A new era for activist investing in Japan.
Shareholder activism took its earliest forms in the 1920’s in the US when Warren Buffett’s investing mentor, Benjamin Graham, launched his shareholder activism campaign against Northern Pipe Line Co. Over the past ninety years, activist investing has evolved in a considerable way. With prominent industry figures like Carl Icahn being described as “Hollywood Material” by the media, these outspoken US investors have forged themselves an image that is more akin to movie stars than financiers. And like many things hailing from Hollywood – the trend has caught on, making US-style activism one of the most popular business exports around the world.
One of the first foreign destinations where this caught on in a substantial way is also home to the world’s last living emperor: Japan. With trillions of dollars on the balance sheets of Japanese corporates, the country presents a wide playing field for those investors daring enough to take on a conservative system characterised by male-dominated boards, and a media that is often described as timid and complacent.
According to joint research conducted by the University of Southern California, Kobe University and University of Virginia, between the years of 1998-2009, (the first ten years when US-style activism arrived in Japan) barriers to entry were at historically high rates. The presence of “insiders” on the boards of companies, the large quantities of passive domestic investors and a sceptical attitude towards any outsiders wishing to “disrupt” business in Japan created a challenging environment for investors looking to employ the mechanisms of their US counterparts. David Herro, who runs the $29bn Oakmark international Fund at Harris Associates described Japan by saying it is “30 years behind its peers in how its companies are run.”
However, a change in government, led by Prime Minister Shinzo Abe, led to a raft of critical corporate governance reforms which paved the way for numerous activist success stories in the country. Called “The third arrow of Abenomics” to refer to reforms aimed to make the economy more productive, Abe implemented it in order to encourage institutions to become more actively involved in the companies in which they invest. This led to more than 100 investors signing Japan’s stewardship code, titled “Principles for Responsible Institutional Investors,” and introduced an index of 400 Japanese companies doing a good job of providing returns on investment.

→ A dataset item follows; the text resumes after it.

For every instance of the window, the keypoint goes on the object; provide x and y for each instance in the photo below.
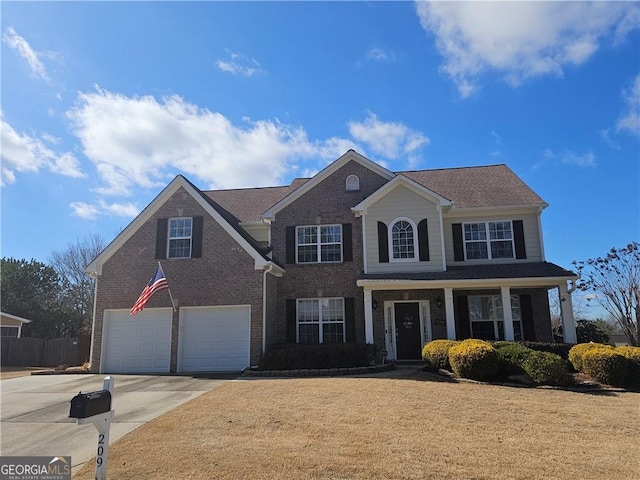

The “third arrow” opened up the Japanese corporate environment and paved way for recent success stories including Third Point CEO Dan Loeb’s historic victory at Seven & i Holdings Co.(Japan’s largest retailer and owner of 7-Eleven in Japan) where he succeeded in prompting long-standing CEO Toshifumi Suzuki to step down. Just a year prior to his remarkable triumph at Seven & i., Loeb added another string to his bow when he successfully challenged Japanese robot maker Fanuc to use its enormous cash pile to buy back more shares. Fanuc proceeded to lift its dividend and boosted its payout ratio, prompting the Japanese stock market to surge.

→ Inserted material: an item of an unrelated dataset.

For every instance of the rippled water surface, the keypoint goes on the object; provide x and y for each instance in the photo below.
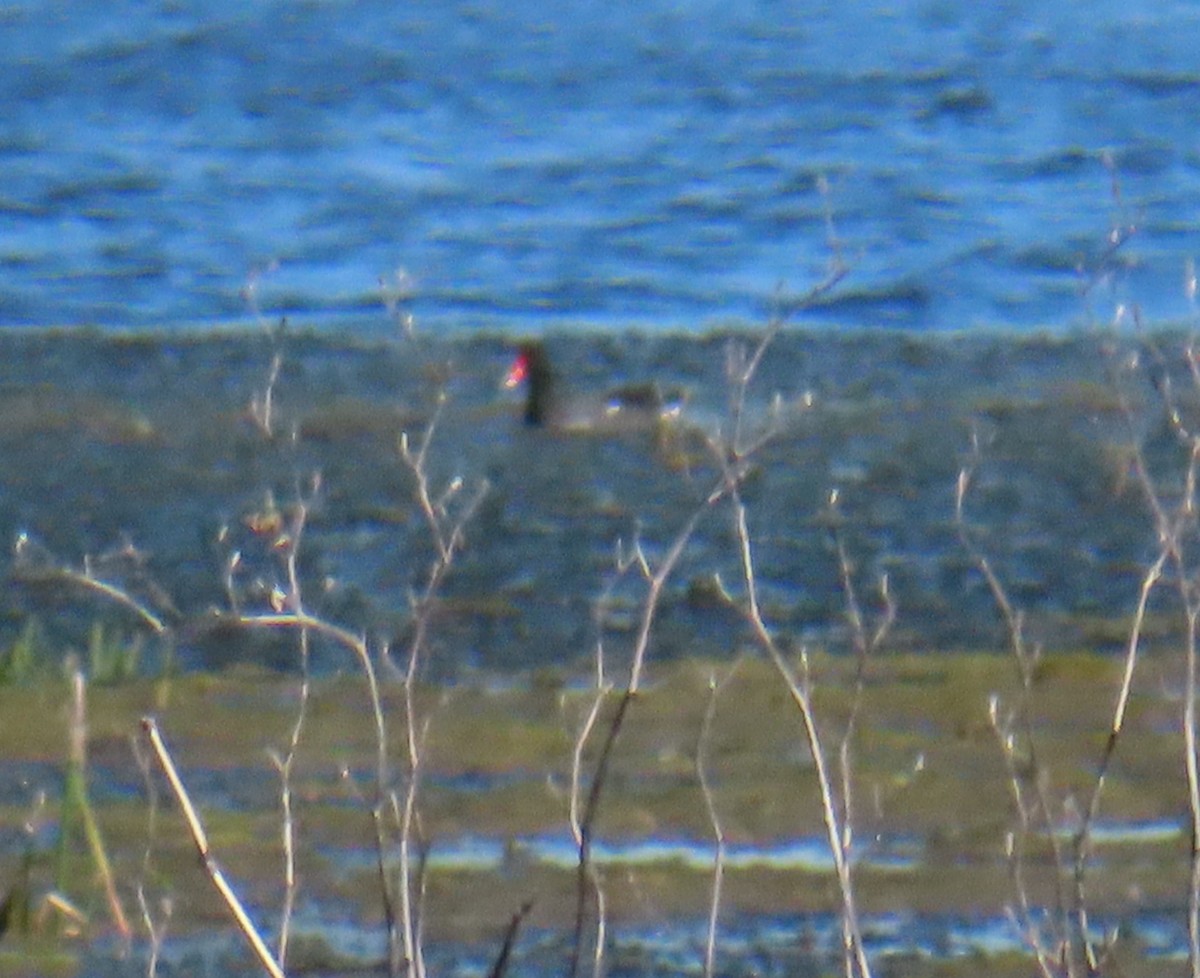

Amidst all this positive change, the country still operates under a different set of rules depending on whether it is a local or foreign activist waging a campaign. Strict societal norms and business etiquette have meant that local Japanese businessmen must opt for a far friendlier approach than their foreign peers. Masaki Gotoh, CIO at Misaki Capital, which launched its first fund in 2014 and now manages some $300 million, doesn’t subscribe to the policy of publishing open letters and has never publicly spoken out against a CEO. He has been quoted as saying, “Dan Loeb got away with it because he’s a foreigner. If I tried to do that, I would never be able to do anything ever again here in Japan, because I’m a local and people would basically say, ‘You should know better.’”

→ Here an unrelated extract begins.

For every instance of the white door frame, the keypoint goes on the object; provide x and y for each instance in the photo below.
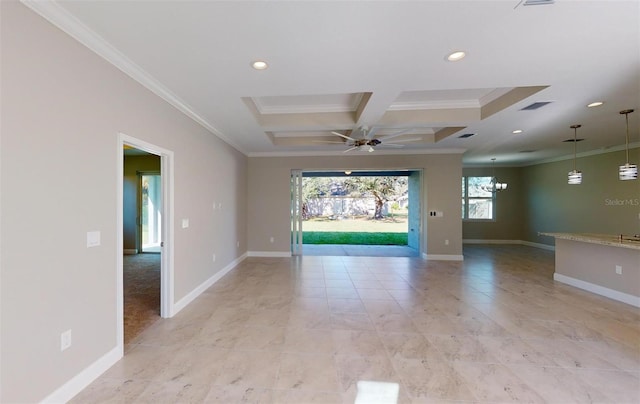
(166, 271)
(296, 212)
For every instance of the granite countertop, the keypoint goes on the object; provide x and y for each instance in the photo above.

Other pioneers like Tsyoshi Maruki, have been more rebellious in following the social norms that are so heavily embedded in the local business culture. Since creating Strategic Capital Inc. in 2012, he vowed to swim against the tide and to speak out if he disagreed with the management team of one of his targets. His credo is, “If one always adopts a friendly engagement style, such as having gentle and warm meetings, would the management really change? After the meeting, it would probably end at a comment like, ‘They were nice.” Strategic Capital has posted strong returns over the past couple of years.
If Japan has demonstrated one thing throughout its young history in shareholder activism, it is the country’s remarkable ability to continuously reinvent itself. According to 2015 Preqin figures, of the activist funds launched, 22% were Japan-focused. Perhaps, Japan’s biggest rock star Yoshiki Hayashi is right, “The past can be changed by the future.”